Dick Karpinski wrote:
"Joachim Durchholz" wrote, in part:
The concept of a class, together with dynamic dispatch, was really novel. What was not novel was the flow of control once the system had determined which routine to call. The Smalltalk literature just failed to mention this, and I had to painstakingly find this out by tracing the execution of the model VM in one of the Smalltalk books.
What I hear here is that you'd have benefitted from even a single example of the correspondence between methods and subroutines, especially if the differences were highlighted by explicit commentary. Many more may yet follow that path. Would you take an hour to create the annotated example that would address that educational goal?
Ouch... I should have kept my large mouth shut. I'm having some difficulties complying whith this one. My thinking mode is very abstract, and not using examples at all; so I'm having difficulties producing one. I'll produce a raw explanation instead; somebody with a better grasp of examples could add one. Besides, English is not my native tongue, so somebody please clean the following up.

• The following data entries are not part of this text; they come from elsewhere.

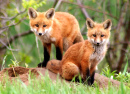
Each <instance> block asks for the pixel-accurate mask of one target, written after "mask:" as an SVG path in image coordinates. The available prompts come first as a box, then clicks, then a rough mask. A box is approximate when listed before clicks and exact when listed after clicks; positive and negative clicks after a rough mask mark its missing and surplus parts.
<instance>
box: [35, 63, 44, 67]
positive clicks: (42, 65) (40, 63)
mask: <svg viewBox="0 0 130 94" xmlns="http://www.w3.org/2000/svg"><path fill="white" fill-rule="evenodd" d="M37 66H38V67H46V63H45V62H42V63H39V64H38V65H37Z"/></svg>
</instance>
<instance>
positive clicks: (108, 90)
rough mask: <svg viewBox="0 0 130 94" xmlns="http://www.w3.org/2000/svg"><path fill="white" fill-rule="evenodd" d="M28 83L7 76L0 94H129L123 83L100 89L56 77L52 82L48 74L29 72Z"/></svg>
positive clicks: (4, 81)
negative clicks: (34, 75) (56, 80)
mask: <svg viewBox="0 0 130 94" xmlns="http://www.w3.org/2000/svg"><path fill="white" fill-rule="evenodd" d="M28 79H29V84H28V85H25V84H24V83H23V82H22V81H21V80H20V79H19V78H18V79H16V80H13V81H12V82H10V81H9V80H8V77H6V79H4V83H3V82H0V94H130V89H129V88H128V87H127V86H125V85H124V84H123V83H121V85H120V86H119V88H115V87H113V86H111V85H109V86H108V88H103V89H100V88H99V87H98V86H94V87H91V86H87V85H83V84H81V83H73V82H72V83H67V82H65V81H64V80H63V81H62V82H61V80H59V79H57V81H56V82H53V81H52V80H51V79H50V78H49V76H48V74H47V73H46V76H44V77H43V76H41V78H40V79H37V78H35V77H33V75H32V74H31V73H30V74H29V78H28Z"/></svg>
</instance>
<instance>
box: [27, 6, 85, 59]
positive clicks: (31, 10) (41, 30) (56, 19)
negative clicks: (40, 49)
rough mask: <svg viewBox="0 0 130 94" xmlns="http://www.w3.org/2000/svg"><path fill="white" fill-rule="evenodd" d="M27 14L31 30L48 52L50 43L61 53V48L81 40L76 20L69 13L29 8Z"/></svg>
mask: <svg viewBox="0 0 130 94" xmlns="http://www.w3.org/2000/svg"><path fill="white" fill-rule="evenodd" d="M28 14H29V18H30V28H31V30H32V31H34V34H35V35H36V36H37V37H38V38H39V39H40V40H41V41H42V43H43V46H44V47H46V48H47V51H48V53H49V54H50V50H51V43H53V44H54V45H55V47H58V48H59V50H60V53H61V54H63V50H64V51H66V50H67V49H68V48H69V47H70V46H71V45H72V44H74V43H77V42H81V41H83V37H82V35H81V33H80V29H79V24H78V21H77V20H76V18H75V17H74V16H73V15H71V14H69V13H66V12H55V11H54V9H53V8H51V9H49V10H48V11H46V12H37V11H36V10H34V9H33V8H29V12H28ZM61 57H62V56H61ZM44 58H45V57H44ZM59 58H60V56H59ZM59 60H60V59H59ZM47 61H48V60H47Z"/></svg>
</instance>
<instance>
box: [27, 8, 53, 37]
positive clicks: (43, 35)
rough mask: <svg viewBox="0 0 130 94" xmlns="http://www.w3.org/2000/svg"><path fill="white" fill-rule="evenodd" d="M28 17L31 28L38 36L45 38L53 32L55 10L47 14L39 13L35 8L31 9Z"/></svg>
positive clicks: (29, 8)
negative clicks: (53, 25) (40, 36)
mask: <svg viewBox="0 0 130 94" xmlns="http://www.w3.org/2000/svg"><path fill="white" fill-rule="evenodd" d="M28 15H29V19H30V28H31V30H32V31H33V32H34V33H35V35H37V36H44V34H46V33H47V32H50V31H51V27H52V24H53V18H54V15H55V10H54V9H53V8H51V9H49V10H48V11H46V12H37V11H36V10H35V9H33V8H29V10H28Z"/></svg>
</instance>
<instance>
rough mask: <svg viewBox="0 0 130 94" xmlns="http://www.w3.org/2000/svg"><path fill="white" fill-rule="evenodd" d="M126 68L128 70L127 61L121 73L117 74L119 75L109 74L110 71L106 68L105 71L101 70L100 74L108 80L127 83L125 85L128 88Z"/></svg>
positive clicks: (109, 73)
mask: <svg viewBox="0 0 130 94" xmlns="http://www.w3.org/2000/svg"><path fill="white" fill-rule="evenodd" d="M127 68H128V60H127V63H126V65H125V68H124V70H123V72H119V74H117V73H116V71H113V72H111V71H110V69H109V68H108V67H106V68H105V69H102V73H101V74H102V75H105V76H106V77H108V78H111V79H115V80H118V81H120V82H124V83H127V85H128V86H129V87H130V73H128V72H127Z"/></svg>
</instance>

Explanation of message sends for traditional programmers -------------------------------------------------------- You may be wondering how this all relates to the more traditional ways of programming. What "is" a message send in terms of a standard programming language? Well, it's both very traditional and novel. It is traditional in the mechanics of execution. The caller provides a set of parameter values for the message handler ((is "message handler" the right terminology?)). A message handler executes just like a subroutine: It accepts the parameter values in its formal parameters and does whatever it wants. It may have local variables, and it may return a value that will become the result of the call. What's not so traditional is the process that selects the message handler. ((Add a reference to the following topics here: (a) overriding, (b) dynamic binding, (c) polymorphism.))
Another thing that should be explained to OO programmers is that Smalltalk classes are just implementation inheritance; Smalltalk has no types, so there is no interface inheritance. What's closest to a type in Smalltalk is called a "protocol" here. (I have mentioned elsewhere in this list that Smalltalk might benefit from formalizing the protocols, but that's an entirely different issue.)